Figure 2: Dropdown view of the permission options granted to the default robot
Set Crawl Delay
You can set how long the crawl delay will be for the web crawler. If you set crawl-delay then the web crawler will wait for some time before crawling your URL. Robots.txt generator allows you to choose without crawl delay or delay for 5 to 120 seconds.
Figure 3: A dropdown view of the crawl delay options provided to the default robot
Enter Sitemap (If Any)
A sitemap is a file that lists the URLs of your website, with this file, web crawlers will find it easier to crawl and index your site. You can enter the sitemap path into the field provided.
Make sure you have entered the correct sitemap path because this command is case sensitive (eg “/Sitemap.xml” and “/sitemap.xml” are considered different paths).
Figure 4: The display field for entering the sitemap path associated with your URL
Add Directive In Robots.txt
You can add directives to the robots.txt file by pressing the "Add Directive" button. Directives are commands given to web crawlers to tell you whether you allow or deny them to crawl certain URLs.
Figure 5: Button for adding commands to be executed by the web crawler
In the robots.txt generator, there are three rules that you need to adjust in the directive section, namely:
Set Access Permission
You can set the access permissions granted to web crawlers, whether you allow or disallow them from crawling your web pages. The options that can be used allow and disallow.

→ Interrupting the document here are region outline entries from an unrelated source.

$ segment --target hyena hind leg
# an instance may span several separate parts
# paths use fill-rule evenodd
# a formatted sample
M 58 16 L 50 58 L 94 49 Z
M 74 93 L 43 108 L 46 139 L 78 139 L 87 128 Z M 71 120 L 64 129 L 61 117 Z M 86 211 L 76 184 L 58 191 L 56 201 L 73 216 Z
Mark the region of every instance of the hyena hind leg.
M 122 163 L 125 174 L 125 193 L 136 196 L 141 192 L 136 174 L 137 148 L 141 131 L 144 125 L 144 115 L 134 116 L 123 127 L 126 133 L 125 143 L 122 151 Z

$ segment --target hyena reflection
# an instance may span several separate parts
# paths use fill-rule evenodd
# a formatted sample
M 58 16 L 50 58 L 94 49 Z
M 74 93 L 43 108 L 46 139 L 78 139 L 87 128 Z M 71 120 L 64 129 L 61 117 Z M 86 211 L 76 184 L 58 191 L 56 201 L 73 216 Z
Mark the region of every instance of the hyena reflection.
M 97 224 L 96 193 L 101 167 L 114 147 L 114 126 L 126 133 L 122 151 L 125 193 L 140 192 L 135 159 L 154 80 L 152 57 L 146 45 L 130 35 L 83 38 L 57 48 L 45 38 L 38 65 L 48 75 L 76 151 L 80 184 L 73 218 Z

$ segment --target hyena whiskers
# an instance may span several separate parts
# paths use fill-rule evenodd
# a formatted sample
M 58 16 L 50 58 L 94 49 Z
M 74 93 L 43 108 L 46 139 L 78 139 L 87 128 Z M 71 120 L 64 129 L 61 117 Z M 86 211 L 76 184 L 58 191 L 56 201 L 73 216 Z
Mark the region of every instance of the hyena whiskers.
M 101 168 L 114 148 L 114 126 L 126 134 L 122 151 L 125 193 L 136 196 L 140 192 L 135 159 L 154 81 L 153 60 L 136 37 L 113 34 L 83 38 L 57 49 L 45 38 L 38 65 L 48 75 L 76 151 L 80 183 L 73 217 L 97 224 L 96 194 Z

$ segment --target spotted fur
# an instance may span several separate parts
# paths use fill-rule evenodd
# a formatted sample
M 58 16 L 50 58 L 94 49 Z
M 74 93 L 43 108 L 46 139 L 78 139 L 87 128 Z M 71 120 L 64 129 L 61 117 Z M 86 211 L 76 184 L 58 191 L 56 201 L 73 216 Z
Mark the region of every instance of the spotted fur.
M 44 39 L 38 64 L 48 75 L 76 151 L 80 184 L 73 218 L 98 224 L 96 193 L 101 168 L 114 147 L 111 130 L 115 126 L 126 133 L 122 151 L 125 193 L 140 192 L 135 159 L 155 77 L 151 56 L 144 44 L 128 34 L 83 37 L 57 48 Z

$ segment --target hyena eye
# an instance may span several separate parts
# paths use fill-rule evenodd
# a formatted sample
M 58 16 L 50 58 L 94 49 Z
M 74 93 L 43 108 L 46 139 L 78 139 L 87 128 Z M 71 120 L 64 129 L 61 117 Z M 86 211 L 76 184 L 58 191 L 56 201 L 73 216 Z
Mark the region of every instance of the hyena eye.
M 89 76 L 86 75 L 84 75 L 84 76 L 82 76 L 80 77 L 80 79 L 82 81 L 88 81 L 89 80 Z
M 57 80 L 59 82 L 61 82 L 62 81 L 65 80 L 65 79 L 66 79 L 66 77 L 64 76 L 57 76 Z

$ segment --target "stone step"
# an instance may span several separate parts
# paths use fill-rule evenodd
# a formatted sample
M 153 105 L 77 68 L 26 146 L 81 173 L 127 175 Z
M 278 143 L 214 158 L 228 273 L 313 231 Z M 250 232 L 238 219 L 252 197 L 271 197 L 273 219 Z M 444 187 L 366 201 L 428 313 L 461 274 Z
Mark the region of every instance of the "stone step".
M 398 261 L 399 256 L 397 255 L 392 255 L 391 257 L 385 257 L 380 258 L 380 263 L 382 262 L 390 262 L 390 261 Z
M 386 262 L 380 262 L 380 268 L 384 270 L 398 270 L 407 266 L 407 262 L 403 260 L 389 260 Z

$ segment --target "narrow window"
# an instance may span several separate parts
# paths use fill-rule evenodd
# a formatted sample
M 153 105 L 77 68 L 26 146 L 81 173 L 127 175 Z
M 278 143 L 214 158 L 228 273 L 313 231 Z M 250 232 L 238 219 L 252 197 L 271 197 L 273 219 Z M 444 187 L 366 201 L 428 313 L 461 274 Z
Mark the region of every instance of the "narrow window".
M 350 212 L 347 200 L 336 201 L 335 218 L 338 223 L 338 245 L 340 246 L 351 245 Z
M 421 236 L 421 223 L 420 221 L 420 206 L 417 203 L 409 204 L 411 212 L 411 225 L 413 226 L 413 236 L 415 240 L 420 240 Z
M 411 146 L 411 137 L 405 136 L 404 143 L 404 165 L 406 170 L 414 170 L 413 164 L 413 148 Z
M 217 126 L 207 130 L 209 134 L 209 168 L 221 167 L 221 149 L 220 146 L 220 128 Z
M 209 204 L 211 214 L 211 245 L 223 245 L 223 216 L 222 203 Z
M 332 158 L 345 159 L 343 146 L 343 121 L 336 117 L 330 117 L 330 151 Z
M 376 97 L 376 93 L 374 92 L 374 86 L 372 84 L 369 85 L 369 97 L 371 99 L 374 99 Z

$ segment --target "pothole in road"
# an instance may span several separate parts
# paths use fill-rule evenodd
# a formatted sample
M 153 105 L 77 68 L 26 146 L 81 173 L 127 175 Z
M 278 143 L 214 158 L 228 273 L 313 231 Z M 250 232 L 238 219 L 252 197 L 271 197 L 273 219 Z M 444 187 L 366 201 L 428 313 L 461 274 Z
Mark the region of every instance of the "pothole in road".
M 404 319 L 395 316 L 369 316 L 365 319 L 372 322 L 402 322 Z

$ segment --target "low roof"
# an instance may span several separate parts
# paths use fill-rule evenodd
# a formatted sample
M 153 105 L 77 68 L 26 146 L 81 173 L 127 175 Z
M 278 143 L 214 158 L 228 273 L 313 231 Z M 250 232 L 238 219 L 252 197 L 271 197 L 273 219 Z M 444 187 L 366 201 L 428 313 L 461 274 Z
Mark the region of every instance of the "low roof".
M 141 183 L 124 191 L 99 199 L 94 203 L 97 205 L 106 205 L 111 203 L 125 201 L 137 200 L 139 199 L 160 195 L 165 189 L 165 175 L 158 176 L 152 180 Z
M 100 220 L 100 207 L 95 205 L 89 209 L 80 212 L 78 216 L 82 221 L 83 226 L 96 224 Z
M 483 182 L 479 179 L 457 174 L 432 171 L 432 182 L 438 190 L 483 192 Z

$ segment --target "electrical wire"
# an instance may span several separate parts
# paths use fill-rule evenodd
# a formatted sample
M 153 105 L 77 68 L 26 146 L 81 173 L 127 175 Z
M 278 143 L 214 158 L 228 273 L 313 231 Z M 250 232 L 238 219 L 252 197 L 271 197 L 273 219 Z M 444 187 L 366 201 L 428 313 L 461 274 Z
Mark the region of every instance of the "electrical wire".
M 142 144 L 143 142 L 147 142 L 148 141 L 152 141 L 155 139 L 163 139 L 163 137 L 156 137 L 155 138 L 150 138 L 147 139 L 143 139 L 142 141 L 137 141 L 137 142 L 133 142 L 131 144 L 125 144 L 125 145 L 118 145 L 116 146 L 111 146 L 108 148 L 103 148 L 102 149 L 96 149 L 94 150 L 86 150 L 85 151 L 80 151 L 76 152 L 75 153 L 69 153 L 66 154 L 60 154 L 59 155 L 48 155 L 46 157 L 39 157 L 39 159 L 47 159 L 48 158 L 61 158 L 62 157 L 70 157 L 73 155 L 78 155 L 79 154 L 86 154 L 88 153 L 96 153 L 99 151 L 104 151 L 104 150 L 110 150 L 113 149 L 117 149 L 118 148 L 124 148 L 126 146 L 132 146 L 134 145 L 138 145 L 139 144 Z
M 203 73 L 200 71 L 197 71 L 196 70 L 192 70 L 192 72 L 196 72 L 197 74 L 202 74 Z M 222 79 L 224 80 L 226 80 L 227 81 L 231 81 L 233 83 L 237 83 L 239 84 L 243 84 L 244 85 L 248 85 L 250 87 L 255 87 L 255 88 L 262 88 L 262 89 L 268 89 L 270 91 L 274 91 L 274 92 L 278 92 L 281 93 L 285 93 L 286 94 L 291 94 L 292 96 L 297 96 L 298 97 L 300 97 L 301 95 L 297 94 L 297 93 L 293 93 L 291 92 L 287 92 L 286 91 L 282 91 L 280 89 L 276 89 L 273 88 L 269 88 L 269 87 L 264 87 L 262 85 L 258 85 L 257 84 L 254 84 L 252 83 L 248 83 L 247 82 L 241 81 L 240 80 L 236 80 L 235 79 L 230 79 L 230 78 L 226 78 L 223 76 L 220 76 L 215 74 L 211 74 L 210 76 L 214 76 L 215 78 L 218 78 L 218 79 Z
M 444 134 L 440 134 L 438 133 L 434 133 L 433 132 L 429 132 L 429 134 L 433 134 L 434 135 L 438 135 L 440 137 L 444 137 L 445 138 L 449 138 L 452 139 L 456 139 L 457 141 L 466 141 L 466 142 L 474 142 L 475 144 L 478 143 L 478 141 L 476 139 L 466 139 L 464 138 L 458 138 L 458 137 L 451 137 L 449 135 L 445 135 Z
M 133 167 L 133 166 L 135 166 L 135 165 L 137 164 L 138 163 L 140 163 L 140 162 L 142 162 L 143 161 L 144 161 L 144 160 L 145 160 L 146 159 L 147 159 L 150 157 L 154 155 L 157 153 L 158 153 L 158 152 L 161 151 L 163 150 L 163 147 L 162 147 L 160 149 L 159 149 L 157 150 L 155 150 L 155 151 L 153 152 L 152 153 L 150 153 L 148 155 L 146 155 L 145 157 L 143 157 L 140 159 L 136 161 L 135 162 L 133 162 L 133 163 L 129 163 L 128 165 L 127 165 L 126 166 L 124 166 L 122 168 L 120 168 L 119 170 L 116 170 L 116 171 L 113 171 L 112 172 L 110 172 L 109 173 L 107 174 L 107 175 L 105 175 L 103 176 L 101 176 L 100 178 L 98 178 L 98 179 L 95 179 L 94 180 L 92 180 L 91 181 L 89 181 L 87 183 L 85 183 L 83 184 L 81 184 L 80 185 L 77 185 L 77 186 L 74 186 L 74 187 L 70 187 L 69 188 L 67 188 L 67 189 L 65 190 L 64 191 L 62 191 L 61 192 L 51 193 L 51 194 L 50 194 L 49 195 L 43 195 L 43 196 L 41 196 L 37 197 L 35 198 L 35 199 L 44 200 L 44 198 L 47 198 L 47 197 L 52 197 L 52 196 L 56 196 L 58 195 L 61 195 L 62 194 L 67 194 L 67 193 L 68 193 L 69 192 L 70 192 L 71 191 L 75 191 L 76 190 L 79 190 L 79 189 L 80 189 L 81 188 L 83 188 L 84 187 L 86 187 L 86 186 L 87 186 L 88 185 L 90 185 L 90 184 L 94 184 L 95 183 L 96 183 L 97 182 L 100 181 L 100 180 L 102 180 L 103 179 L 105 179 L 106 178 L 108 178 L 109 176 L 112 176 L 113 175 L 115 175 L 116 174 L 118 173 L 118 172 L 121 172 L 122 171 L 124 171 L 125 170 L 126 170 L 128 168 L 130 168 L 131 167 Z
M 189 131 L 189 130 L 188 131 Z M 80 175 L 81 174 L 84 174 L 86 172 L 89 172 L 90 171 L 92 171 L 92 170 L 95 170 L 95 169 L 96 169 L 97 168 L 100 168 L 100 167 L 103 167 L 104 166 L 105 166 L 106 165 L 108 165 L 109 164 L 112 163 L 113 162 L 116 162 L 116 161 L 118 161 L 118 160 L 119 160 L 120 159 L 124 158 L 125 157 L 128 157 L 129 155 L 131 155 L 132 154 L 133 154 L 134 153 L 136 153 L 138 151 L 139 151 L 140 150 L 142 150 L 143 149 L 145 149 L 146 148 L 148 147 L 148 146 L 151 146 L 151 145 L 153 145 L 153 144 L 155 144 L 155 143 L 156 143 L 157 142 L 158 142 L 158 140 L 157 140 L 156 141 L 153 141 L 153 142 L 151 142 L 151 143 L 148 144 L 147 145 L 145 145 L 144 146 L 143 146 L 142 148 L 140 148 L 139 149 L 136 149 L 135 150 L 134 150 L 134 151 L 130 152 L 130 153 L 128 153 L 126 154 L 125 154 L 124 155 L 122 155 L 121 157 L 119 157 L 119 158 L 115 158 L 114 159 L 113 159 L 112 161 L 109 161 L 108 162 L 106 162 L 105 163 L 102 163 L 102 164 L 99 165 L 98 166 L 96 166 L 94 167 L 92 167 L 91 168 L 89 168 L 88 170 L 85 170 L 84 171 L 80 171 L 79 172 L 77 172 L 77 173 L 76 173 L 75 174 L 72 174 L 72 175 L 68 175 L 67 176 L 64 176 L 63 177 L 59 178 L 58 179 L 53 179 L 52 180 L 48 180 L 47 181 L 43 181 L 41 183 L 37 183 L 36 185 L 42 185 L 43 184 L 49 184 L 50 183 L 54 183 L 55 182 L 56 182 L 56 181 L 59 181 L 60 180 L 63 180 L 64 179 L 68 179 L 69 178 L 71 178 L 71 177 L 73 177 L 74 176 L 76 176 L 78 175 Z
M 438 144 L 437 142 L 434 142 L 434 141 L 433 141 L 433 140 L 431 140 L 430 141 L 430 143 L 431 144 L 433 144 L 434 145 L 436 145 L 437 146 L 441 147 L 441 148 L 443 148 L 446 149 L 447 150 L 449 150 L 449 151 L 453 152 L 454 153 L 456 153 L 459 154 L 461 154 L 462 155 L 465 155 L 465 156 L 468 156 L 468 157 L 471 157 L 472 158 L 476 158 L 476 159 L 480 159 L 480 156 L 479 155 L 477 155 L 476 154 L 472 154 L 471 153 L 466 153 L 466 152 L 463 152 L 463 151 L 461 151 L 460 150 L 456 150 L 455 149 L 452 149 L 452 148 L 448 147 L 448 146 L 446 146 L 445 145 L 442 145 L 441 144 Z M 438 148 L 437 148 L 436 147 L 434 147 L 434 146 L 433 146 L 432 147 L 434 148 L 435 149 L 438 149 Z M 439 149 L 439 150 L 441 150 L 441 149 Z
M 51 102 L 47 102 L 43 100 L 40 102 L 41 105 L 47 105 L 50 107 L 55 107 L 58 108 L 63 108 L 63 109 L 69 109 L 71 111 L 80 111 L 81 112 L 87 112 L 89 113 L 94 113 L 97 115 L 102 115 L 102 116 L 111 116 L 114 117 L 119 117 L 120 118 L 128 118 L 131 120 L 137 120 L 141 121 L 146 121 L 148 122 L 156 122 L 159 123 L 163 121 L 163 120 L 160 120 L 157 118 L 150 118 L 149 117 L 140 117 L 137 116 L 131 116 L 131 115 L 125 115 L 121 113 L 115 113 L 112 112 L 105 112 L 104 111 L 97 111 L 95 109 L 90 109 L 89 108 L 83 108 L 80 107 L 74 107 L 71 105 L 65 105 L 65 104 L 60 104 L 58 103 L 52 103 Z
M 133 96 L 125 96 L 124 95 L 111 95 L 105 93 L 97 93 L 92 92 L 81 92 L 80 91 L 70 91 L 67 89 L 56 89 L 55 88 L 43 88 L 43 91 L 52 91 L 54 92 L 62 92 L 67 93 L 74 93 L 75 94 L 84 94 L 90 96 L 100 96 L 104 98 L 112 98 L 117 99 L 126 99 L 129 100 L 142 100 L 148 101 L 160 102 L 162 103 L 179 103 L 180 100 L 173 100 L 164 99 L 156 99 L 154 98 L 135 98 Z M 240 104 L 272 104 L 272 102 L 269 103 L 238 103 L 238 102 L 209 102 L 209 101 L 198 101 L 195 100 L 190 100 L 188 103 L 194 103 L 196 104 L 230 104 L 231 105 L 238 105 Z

Figure 6: Choice of access permissions to be granted to web crawlers
A user-agent is the type of web crawler that you will instruct to crawl. The choice of this web crawler depends on the search engine used, such as Baiduspider, Bingbot, Googlebot, and others. The web crawler option can be selected via the available user-agent dropdown.
Figure 7: User-agent options available in cmlabs robots.txt generator
Enter Directory / File Path
A directory or file path is a specific location of a page that web crawlers may or may not crawl. You must pay close attention to writing the path because this command distinguishes between upper and lower case letters (eg "/File" and "/file" are considered different paths).
Figure 8: Field to add the path to be crawled by the crawler
After entering the command for the web crawler in the field provided, you will see a preview of the robots.txt file in the right section. You can copy the generated syntax and paste it into the robots.txt file that you have created.
Figure 9: Syntax copy options in the robots.txt generator.
Export Syntax Robots.txt
If you don't know how to create your own robots.txt file, you can export the file that cmlabs has generated. Downloading the robots file is quite easy. You can select the "Export" option contained in the robots.text generator tools. Next, the tool will start the download and you will receive a robots.txt file.
Figure 10: Data export options in the robots.txt generator.
Remove Unnecessary Directives
If you want to delete unneeded directives, then you can click the cross icon to the right of the field to enter the directive. Please note that deleted fields cannot be recovered.
Figure 11: The delete data directive option in the robots.txt generator
Reset Robots.txt Generator
This tool has options that make it easier for you to find out how to create another robots.txt file. Click the "Reset" option to delete all the commands you set in robots.txt earlier. Next, you can create a new robots.txt configuration file.
Figure 12: Data reset options in the robots.txt generator.